In this maze of public statements from North Korea and America, the seeming binary options are weirdly reminiscent of the nuclear standoff of the cold war, when the only choices seemed to be a conflict with massive loss of life or surrender to the adversary’s demands. US Defence Secretary, Jim Mattis, in September, 2017, said that the United States wants to resolve the standoff with North Korea diplomatically. Even the Trump government clarified that it is not seeking to overthrow North Korea’s government. The Trump administration has also maintained that the United States will continue working with allies like China and Russia to diplomatically deal with North Korea on curbing nuclear threat. Apart from calling for dialogue, the Russian and Chinese envoys reiterated the need to scrap America’s THAAD deployment in South Korea, and urged Seoul and Washington to halt military drills in the peninsula.
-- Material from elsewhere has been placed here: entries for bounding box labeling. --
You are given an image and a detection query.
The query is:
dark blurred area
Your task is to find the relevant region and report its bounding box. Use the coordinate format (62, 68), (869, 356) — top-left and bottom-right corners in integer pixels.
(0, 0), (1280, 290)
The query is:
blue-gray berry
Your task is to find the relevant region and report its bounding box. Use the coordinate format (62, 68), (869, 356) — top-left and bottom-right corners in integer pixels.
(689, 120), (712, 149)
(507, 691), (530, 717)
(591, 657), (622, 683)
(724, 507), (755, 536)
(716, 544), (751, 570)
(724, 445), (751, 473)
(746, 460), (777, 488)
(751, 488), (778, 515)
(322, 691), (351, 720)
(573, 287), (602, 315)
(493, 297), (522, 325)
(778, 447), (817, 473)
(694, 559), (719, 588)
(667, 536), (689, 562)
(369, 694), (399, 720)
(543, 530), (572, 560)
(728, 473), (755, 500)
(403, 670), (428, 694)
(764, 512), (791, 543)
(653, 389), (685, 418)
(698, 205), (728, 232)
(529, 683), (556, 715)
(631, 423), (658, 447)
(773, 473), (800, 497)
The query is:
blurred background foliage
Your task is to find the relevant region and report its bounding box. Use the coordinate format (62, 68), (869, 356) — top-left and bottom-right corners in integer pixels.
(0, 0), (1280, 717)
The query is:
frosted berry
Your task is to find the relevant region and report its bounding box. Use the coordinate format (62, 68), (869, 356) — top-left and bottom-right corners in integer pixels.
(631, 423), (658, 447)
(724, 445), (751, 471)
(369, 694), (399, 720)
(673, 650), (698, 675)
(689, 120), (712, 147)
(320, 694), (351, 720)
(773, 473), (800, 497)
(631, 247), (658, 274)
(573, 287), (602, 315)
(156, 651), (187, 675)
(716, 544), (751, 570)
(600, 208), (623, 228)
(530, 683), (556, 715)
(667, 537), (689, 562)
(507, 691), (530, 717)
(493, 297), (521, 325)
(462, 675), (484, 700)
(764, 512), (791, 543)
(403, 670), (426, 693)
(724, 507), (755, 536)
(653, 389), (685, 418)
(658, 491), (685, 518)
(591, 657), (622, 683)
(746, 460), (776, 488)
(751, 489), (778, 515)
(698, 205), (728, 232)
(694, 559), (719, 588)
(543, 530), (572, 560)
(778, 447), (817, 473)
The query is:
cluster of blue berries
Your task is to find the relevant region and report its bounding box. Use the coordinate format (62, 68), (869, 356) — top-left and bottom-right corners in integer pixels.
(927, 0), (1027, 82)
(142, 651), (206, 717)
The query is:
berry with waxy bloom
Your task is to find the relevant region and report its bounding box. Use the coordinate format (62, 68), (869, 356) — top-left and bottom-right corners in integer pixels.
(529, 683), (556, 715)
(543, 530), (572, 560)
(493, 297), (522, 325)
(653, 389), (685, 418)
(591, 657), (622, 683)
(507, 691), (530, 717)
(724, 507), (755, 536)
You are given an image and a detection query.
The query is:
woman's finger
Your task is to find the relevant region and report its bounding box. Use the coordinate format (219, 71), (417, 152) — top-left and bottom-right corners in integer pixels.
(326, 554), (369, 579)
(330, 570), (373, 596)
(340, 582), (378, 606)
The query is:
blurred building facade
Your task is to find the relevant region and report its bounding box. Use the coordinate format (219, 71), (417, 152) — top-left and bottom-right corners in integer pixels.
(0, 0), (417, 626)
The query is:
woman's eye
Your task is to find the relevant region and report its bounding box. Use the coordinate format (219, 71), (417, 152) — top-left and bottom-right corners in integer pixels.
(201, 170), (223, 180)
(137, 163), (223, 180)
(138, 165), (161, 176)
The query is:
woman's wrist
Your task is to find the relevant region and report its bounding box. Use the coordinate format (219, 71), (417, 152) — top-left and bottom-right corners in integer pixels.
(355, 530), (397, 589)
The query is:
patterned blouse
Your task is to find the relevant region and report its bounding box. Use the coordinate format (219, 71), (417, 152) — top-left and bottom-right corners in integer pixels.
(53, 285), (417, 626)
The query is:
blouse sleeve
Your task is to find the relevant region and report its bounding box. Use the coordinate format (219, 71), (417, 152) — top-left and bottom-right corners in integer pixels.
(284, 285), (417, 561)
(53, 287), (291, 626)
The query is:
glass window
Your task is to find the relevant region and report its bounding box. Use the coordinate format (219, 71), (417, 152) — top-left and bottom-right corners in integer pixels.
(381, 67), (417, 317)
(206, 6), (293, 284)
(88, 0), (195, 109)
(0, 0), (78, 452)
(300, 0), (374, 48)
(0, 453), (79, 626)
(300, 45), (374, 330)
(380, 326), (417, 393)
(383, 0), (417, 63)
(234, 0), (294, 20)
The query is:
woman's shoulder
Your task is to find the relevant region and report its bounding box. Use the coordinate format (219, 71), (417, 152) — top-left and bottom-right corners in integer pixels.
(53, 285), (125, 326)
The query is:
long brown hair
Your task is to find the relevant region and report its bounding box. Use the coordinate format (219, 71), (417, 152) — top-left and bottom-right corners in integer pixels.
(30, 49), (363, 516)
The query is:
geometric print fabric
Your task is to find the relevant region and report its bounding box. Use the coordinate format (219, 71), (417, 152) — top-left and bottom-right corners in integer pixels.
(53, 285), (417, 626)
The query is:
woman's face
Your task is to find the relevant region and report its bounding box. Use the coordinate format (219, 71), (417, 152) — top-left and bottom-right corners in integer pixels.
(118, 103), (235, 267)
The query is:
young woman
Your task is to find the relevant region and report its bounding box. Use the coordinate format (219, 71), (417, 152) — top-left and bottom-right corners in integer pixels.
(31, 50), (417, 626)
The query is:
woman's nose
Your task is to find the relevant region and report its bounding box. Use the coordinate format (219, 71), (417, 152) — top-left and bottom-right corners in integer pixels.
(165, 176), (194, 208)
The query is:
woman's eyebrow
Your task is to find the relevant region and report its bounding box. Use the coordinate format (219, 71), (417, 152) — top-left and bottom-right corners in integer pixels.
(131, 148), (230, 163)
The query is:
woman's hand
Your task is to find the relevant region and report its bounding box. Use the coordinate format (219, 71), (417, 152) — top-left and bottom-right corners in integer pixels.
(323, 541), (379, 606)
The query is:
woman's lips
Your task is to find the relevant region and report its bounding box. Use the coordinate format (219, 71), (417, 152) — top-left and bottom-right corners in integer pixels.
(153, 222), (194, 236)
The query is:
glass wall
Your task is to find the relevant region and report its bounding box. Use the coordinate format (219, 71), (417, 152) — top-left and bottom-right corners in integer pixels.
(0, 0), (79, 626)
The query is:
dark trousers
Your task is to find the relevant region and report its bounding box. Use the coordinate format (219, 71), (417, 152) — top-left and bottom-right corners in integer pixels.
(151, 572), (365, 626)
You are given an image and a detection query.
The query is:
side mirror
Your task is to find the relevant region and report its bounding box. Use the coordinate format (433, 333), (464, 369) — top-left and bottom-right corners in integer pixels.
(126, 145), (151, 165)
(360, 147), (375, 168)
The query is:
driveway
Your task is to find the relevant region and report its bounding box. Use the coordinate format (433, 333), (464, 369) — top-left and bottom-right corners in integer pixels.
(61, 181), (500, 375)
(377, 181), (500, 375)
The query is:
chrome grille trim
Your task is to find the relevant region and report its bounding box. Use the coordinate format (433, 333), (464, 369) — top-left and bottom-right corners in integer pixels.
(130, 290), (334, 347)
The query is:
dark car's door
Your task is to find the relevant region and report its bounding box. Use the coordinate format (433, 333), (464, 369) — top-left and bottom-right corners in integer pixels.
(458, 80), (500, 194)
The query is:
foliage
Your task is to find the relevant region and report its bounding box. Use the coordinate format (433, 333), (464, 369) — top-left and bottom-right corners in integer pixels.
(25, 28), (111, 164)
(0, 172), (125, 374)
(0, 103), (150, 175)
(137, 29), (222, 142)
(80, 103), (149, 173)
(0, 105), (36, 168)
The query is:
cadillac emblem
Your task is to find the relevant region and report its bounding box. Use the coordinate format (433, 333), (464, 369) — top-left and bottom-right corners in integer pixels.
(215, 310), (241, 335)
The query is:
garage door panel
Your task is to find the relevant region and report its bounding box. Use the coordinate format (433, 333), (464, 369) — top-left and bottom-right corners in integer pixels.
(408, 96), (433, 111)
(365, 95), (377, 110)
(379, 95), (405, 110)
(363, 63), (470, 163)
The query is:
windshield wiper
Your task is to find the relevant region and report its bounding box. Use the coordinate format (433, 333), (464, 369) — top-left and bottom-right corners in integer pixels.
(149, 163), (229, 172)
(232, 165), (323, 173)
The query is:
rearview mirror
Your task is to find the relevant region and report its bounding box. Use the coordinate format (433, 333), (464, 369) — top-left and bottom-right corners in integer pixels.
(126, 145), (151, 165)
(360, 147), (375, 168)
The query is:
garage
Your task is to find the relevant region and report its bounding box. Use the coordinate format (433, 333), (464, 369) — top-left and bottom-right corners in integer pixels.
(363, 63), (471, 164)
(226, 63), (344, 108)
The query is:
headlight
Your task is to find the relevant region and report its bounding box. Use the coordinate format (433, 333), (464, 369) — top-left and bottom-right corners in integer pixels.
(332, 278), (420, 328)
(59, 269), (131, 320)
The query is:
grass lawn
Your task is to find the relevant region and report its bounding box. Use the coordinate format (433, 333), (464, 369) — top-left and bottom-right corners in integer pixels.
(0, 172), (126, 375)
In 1994, US came perilously close to a second Korean war because of North Korea’s nuclear programme. Today again that crisis is approaching. A war in 1994 would have been terrible but it was avoided with diplomacy (the Agreed Framework, from which the US and North Korea withdrew in 2002). The immediate goal of diplomacy is to lower tensions, cutting through the chest-thumping public statements by talking face to face. Any progress would probably come in small amounts, such as a temporary halt in missile tests, or renewed family reunions and talks with South Korea. If initial steps prove productive, more consequential topics—such as limits on North Korea’s missiles and nuclear weapons, inspections and economic issues can be considered.

A pre-emptive strike on North Korea’s military facilities would have nothing like the limited scope of containment or punishment conveyed by the recent American cruise missile strike on Syria. To accomplish anything meaningful, an American strike on North Korea will have to be on a huge scale. Even then, it would likely fail to eliminate all of North Korea’s missiles and nuclear weapons. Then, it will bring a military response from North Korea with its nuclear arsenal still intact, putting South Korea and Japan at imminent risk. In his summit with the Chinese leader, President Trump clearly became aware of the complexity of the situation as seen by the Chinese regime : North Korea is not a mere client state of China, and a Chinese attempt to use its economic leverage like cutting off essential food and oil supplies to pressurise the North Korean dictatorship can bring unpredictable consequences, including a collapse of the North Korean regime that would send millions of North Korean refugees streaming across the border in China.

Considering that US is withdrawing from the world stage citing its ‘America first’ policy; China is fcussed on becoming a superpower in the vicinity of North Korea; South Korea and Japan are aligned with US which seeks to cut it off from international scene via sanctions against it. North Korea is well within its rights to develop a viable nuclear deterrent to defend its sovereignty and territorial integrity. US can not be trusted. It brokered the deal with Iran and then is on the verge of breaking it, despite assurances from the UN that Iran is following the agreement meticulously. Major powers of the world including US, China, Russia have only toppled the countries such as Syria, Iraq, Libya, Afghanistan and so on. North Korea is not fooling itself into believing that US will bring the light of democracy and remove dictatorship and in the end will leave the country wartorn.